Implementing Authorization in Swagger

Now we will modify the Program.cs to enable JWT authentication for Swagger. Add the following code to configure Swagger's security definition:

builder.Services.AddSwaggerGen(options =>
{
    options.SwaggerDoc("v1", new OpenApiInfo { Title = "Demo API", Version = "v1" });
    options.AddSecurityDefinition("Bearer", new OpenApiSecurityScheme
    {
        In = ParameterLocation.Header,
        Description = "Please enter a valid token",
        Name = "Authorization",
        Type = SecuritySchemeType.Http,
        BearerFormat = "JWT",
        Scheme = "Bearer"
    });
    options.AddSecurityRequirement(new OpenApiSecurityRequirement
    {
        {
            new OpenApiSecurityScheme
            {
                Reference = new OpenApiReference
                {
                    Type = ReferenceType.SecurityScheme,
                    Id = "Bearer"
                }
            },
            new string[] {}
        }
    });
});

This code sets up Swagger to expect a bearer token in the Authorization header when making requests.

Protecting Endpoints with the [Authorize] Attribute

To restrict access to certain endpoints, apply the [Authorize] attribute to those methods. For example, in the WeatherController, apply the [Authorize] attribute to the HttpGet method:

[HttpGet(Name = "GetWeatherForecast"), Authorize]
public IEnumerable<WeatherForecast> Get()
{
    return Enumerable.Range(1, 5).Select(index => new WeatherForecast
    {
        Date = DateTime.Now.AddDays(index),
        TemperatureC = Random.Shared.Next(-20, 55),
        Summary = Summaries[Random.Shared.Next(Summaries.Length)]
    }).ToArray();
}

With the [Authorize] attribute in place, a valid JWT token is required to access this endpoint.
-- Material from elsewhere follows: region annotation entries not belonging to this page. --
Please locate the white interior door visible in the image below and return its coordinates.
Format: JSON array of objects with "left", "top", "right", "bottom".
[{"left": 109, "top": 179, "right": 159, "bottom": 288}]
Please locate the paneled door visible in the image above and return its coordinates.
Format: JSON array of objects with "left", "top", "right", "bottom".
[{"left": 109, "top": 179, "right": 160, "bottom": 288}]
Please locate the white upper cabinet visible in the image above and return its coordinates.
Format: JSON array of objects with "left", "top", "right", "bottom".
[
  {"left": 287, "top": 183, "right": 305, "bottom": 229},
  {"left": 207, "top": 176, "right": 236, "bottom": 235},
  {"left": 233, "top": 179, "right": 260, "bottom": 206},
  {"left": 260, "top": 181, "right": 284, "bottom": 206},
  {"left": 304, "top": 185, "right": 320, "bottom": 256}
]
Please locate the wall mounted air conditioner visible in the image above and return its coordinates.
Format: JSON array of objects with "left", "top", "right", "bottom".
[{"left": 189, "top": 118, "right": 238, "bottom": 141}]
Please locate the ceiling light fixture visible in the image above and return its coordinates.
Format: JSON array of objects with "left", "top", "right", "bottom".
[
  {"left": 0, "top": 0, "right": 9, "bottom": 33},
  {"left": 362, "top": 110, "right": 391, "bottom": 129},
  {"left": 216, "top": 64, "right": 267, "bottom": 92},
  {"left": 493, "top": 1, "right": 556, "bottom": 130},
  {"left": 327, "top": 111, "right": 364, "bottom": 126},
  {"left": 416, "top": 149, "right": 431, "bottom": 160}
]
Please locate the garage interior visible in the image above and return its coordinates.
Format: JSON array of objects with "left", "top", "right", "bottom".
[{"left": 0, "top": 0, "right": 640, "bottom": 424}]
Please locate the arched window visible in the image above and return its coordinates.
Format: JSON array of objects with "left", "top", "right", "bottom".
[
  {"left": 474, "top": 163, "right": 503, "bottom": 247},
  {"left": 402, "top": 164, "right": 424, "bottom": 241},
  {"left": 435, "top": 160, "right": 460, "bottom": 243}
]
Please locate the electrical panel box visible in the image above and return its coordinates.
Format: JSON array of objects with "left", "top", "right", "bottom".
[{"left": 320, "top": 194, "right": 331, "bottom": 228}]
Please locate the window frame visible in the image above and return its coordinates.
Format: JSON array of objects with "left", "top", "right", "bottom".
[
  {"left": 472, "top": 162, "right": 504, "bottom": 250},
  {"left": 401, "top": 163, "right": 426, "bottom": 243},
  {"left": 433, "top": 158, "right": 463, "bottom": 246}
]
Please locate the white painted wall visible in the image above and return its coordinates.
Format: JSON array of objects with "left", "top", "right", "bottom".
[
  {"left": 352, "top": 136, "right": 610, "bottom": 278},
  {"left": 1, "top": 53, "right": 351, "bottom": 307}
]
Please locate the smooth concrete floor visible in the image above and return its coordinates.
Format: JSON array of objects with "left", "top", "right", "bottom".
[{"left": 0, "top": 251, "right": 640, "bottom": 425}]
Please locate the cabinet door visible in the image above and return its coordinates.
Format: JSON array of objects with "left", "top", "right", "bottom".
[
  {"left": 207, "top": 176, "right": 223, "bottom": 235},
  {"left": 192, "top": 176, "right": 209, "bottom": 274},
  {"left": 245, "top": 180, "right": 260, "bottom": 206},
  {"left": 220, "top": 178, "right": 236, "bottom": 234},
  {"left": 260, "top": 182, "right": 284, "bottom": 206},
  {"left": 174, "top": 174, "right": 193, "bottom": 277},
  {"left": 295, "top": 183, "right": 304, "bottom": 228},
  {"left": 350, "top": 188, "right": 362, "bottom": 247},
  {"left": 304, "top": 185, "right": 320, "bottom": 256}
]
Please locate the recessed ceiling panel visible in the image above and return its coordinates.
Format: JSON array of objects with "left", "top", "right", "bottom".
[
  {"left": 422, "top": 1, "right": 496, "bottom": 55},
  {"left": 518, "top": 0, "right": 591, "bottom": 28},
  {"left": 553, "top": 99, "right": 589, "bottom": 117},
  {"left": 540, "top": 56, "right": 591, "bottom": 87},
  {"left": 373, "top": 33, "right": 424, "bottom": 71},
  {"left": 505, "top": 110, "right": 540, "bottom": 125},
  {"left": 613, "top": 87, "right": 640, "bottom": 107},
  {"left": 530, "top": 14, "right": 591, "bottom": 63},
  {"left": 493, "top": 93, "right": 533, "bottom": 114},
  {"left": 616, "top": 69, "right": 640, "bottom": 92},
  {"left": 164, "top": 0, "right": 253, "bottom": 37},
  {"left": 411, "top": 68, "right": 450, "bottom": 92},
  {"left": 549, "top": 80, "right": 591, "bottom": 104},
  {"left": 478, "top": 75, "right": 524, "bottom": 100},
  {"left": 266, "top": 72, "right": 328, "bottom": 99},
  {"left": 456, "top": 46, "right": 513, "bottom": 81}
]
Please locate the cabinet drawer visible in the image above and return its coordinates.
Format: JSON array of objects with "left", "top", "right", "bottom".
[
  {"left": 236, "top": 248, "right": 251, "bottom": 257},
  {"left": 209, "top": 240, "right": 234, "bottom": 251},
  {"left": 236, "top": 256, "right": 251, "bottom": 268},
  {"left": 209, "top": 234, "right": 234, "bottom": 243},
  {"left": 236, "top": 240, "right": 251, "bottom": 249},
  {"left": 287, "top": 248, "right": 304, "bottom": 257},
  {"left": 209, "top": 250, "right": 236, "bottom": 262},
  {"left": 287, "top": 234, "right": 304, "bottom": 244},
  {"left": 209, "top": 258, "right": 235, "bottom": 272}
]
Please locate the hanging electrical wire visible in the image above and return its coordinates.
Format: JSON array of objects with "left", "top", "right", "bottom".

Generating and Using a JWT Token in Swagger

Now that we've configured authentication, you can use the Swagger UI to generate a JWT token. Execute the Login method from the LoginController by providing the correct credentials:

• Username: admin
• Password: admin123

Upon success, Swagger will return a JWT token that you can use for authentication. To use this token in Swagger:

1. Click the Authorize button in the Swagger UI.
2. Paste the JWT token into the Authorization field.
3. Now, you can test the secured API endpoints that require authentication.

Swagger, combined with JWT authentication, provides a seamless way to document and test secure APIs. Swashbuckle is an excellent tool for generating Swagger documentation in ASP.NET Core, and it’s easy to configure. By implementing the steps outlined in this article, you can quickly secure your API endpoints with JWT authentication and allow developers to test them through the Swagger UI.